I am back after the summer hols and usually take a break over the summer from ff to get my head together.For those who dont know me I am a secondary teacher (languages and art)

I had a pretty good summer - went to South of France in July (Antibes near Nice) and even managed to drive into San Remo in Italy and spend the day there,which was fab! 

Summer in Ireland was a washout- had the worst floods I have ever seen a few weeks back.I am now back at work and been mad busy for a week.

My brother got married in June (thats all 3 of my siblings now who have married in the last 2 years). My sister ( 1 year younger) is now married 2 years and told me in July that they are now "trying" for their first child. She knows about my fertility issues and always said she wasnt very maternal so I guess her husband wants kids. I think she has been trying since Christmas and maybe earlier - she travels a lot with work and so as she says the ttc is a bit erratic. She is in Canada at the moment with hubby and I have this feeling she will be announcing something before Christmas.

I know I will be upset when this happens but one night after she told me I couldnt sleep and for the first time I knew I had no control over this and so I will just get on with things until I hear and then take time to grieve when she tells me.I think I have reached a milestone of some sort  Remind me of this when I freak out! She lives 100 miles away so i suppose wouldnt see her that much. Theres another sister too tho (29) and of course the new sil (who is a bit of a moan -that would annoy me more I think as she is the type to milk things! )

So I will try and post every so often to keep in touch.


----------



## Flopsy (Sep 18, 2003)

Good to hear from you Irisheyes.

I've been fighting a long standing legal battle and the usual problems with my health.
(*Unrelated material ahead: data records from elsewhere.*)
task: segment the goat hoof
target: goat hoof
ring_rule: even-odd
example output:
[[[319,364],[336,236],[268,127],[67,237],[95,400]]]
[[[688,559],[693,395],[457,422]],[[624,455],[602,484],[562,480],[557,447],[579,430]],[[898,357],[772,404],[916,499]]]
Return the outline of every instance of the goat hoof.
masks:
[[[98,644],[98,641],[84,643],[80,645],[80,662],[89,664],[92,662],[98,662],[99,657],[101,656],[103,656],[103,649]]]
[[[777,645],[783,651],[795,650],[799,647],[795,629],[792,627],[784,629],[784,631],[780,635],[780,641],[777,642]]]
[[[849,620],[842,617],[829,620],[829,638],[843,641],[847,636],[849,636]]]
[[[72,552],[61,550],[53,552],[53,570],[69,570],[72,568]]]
Have had no pregnancies in my familiy or friends so that particular trigger is one I haven't had to face. 

Good on you though, for thinking this through, before things happen.

I'll always look forward to seeing posts from you here.


----------



## irisheyes (Feb 2, 2005)

Thanx Flopsy. Hope you are well. Where are all the former members ??


----------



## Myownangel (Aug 24, 2005)

Hi there Irisheyes! Welcome back - we're here if you need us.
Bernie xxx


----------



## florie (Nov 28, 2006)

Hi Irisheyes  

Sounds like you have had a nice chilled summer doing some travelling  

It's so hard when people close to us get pregnant but at least you are preparing yourself and recognise that you will let yourself grieve and take time to deal with it. Sounds really positive that you feel you have reached a milestone   Good luck with any announcements and i hope you SIL doesn't become a moaning pain!  

Luv
Florie x


----------



## emcee (Apr 3, 2005)

Welcome back IE

The oldies are still about, but we have lots of newbies too.

The floods have been bad over in Ireland, I think you got what we had here last year in the Midlands. The river way down the road suddenly got very close to the house and it was quite scary at one point!

Flopsy, sorry to hear things have been tough for you recently too.

Bernie, sending you a gurt big smackaroonie  

Love to all

Emcee x


----------



## jq (Nov 14, 2006)

Hi there Irish,

I am still here, but not so often, so sorry if i missed your post for a bit. Great to hear you have had a good summer off school!

I have been finding that things like family having children gets easier the older I get and the further from having to give up I am. (Brother had first child last Dec and step brother marrying soon, SIL became grandmother this year!) I would still have rather joined the motherhood club, but it's definately getting easier to live outside it. I really hope you will find life becomes easier for you too.

This may sound odd, but I have gained a lot from dealing with my "spooky" horse who used to throw a wobbly (and sometimes me!) when we were working hard in the school (but not when we were relaxed out hacking) if she spotted something like a blue barrel (!!!) by the side of the school, or a wing-flapping duck or chicken lurking in the bushes or by the fence. So if I saw something "scary" ahead I used to get all tense and make it all the more likely to become an issue! I have finally learnt what my instructor means when she says, "Don't ride the problem before it happens." The result is that Florin and I have become far more relaxed in the school and now have either no isssues or little managable blips as we pass what would once have caused one or both of us to panic! We take these things in our stride. I guess what I have learnt about life from riding is that so long as I stay relaxed, even when pushing myself, and I am confident in my basic skills, I can deal with anything that comes my way. 

I hope this makes some sense! I guess I am just trying to say that time, support and experience makes it easier to deal with the things we dread and we can take pride in overcoming them.

Keep in touch here, you know you will get support in dealing with your particular obstacles!

Love, Jq xxx


----------